Tuesday, April 12, 2011

Source Code


It’s the perfect setup: strangers on a train fall in love, only to be swallowed up by a giant fiery blast. And then the whole thing reboots, and they do it all over again. One can imagine the marketing types explaining why this is the perfect date movie, so finely balanced between the stereotypical male and female viewer (Big explosions for the boys! Icky feelings for the girls!). Plus, the scenario helpfully spares the filmmakers the challenge of portraying love as anything more complicated than the two prettiest people in the room trading flirty banter. This is a perpetual emotion machine, cranking out a generic sense of infatuation with no noticeable wear and tear. It runs on mediocrity and produces happy endings. Entropy is not a factor here. Has someone patented this thing yet? I’m not saying I like it, but it’s certainly brilliant, and it probably has more practical applications than holding together an off-season Hollywood B-movie.
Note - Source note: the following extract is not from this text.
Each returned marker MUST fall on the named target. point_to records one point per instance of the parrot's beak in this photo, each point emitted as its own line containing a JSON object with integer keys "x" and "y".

Directed by Duncan Jones—another promising young talent seduced by the ineffable charms of middlebrow banality—Source Code is a love story between a phantom man (Jake Gyllenhaal) and a ghost girl (Michelle Monaghan) that is somehow devoid of all poignancy. Think La Jetee remade as Groundhog Day, minus Bill Murray. How’s that for high concept? Now to be fair, the actual idea behind the film—that Gyllenhaal’s character is reliving the eight minutes before a terrorist attack in order to discover the culprit—is a decent start, but the film doesn’t have anywhere to go. The filmmakers create this powerful plot device, and what do they do with it? Puffed-up heroics, a few earnest weepy scenes, some blown up shit. How curious can one be about a film that seems to lack interest in itself? Eight minutes out of the theatre, and it’ll already be out of your mind.